This is way cool: Google Maps API now supports a wide array of geotagged sites. In the example given in the link, a properly geotagged Wikipedia article will display a link on Google Maps at that site. Very nice! I expect to see a lot of organizations tagging projects or sites of interest in this fashion. Think about the Nature Conservancy tagging potential new acquisitions or a local chamber of commerce highlighting attractions in their town this way.
I’ve been using Google Spreadsheets more recently to all the little one-pager list type spreadsheets that I make. When I noticed that they had added a notifications system, so that you can get an email when a collaborator updates a spreadsheet, or even a particular cell in the sheet, it sparked an idea. What if a cell could contain a short script, or a URL that points to a script on another server, that returned a number. The sheet could the update dynamically based on the result of the script.

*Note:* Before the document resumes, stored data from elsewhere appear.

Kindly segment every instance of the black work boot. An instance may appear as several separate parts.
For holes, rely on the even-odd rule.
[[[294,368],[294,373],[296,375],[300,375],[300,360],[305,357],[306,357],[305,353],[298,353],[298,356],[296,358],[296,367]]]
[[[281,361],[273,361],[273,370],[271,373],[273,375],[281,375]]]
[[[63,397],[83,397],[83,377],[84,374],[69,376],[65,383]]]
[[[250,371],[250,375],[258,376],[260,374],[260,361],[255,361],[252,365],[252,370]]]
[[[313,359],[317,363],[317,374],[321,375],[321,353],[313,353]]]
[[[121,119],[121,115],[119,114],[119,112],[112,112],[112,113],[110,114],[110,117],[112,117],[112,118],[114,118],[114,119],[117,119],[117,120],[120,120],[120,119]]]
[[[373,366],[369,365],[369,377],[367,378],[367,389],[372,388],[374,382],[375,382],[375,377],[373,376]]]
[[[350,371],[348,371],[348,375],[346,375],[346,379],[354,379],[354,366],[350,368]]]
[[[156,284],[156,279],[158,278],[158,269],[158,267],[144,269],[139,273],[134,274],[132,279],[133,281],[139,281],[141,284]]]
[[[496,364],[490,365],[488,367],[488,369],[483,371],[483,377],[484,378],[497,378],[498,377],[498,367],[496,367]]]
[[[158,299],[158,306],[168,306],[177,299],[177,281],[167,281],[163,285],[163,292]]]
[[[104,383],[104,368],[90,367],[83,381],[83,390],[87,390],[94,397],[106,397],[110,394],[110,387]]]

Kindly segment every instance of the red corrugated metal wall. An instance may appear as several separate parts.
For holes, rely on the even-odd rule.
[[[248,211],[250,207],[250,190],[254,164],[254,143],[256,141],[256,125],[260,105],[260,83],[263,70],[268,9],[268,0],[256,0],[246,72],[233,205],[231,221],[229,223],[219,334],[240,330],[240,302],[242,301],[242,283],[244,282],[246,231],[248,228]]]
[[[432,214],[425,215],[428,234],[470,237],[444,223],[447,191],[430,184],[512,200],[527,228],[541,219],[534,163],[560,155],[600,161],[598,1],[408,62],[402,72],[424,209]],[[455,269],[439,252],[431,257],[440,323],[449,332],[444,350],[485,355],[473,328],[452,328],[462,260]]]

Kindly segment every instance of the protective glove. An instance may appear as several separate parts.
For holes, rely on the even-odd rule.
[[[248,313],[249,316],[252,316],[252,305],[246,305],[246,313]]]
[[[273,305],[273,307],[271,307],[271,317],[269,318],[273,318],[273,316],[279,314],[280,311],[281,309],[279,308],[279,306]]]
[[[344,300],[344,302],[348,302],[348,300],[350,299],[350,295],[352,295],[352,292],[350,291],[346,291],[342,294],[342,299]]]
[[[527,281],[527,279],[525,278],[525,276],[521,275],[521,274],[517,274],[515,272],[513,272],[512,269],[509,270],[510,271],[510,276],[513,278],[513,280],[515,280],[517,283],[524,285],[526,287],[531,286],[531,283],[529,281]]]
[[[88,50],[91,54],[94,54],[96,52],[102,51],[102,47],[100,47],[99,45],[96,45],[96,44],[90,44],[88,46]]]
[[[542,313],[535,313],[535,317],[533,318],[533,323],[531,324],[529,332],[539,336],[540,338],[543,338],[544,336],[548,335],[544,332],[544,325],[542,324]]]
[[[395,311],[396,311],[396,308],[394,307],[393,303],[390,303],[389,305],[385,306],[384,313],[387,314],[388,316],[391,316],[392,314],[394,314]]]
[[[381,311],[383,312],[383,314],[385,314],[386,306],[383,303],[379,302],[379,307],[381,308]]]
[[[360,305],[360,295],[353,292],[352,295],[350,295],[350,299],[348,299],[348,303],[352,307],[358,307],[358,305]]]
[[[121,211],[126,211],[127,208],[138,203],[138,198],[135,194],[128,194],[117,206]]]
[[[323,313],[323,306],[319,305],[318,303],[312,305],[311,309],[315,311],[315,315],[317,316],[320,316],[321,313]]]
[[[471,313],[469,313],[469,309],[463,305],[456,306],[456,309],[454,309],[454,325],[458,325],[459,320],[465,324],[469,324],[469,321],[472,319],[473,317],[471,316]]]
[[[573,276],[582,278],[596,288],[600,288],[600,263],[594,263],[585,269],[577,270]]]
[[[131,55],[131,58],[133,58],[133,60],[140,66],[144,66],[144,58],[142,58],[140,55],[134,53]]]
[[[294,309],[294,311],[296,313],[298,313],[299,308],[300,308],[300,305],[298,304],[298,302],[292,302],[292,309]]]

This could be integrated with AdWords or Google Analytics, to return data from there that could feed custom analysis spreadsheets or could point to an internal database to use proprietary business data. I could also see data providers, e.g. the National Weather Service or Digg, providing statistics feeds that folks could slice and dice for their own purposes.
In a sense, this could be part of the long tail of the “super-cruncher”” phenomenon. Its hard to get good data to play with right now. A standard platform, or at least a standard access protocol, for raw numbers would open up opportunities to crowdsource data analysis.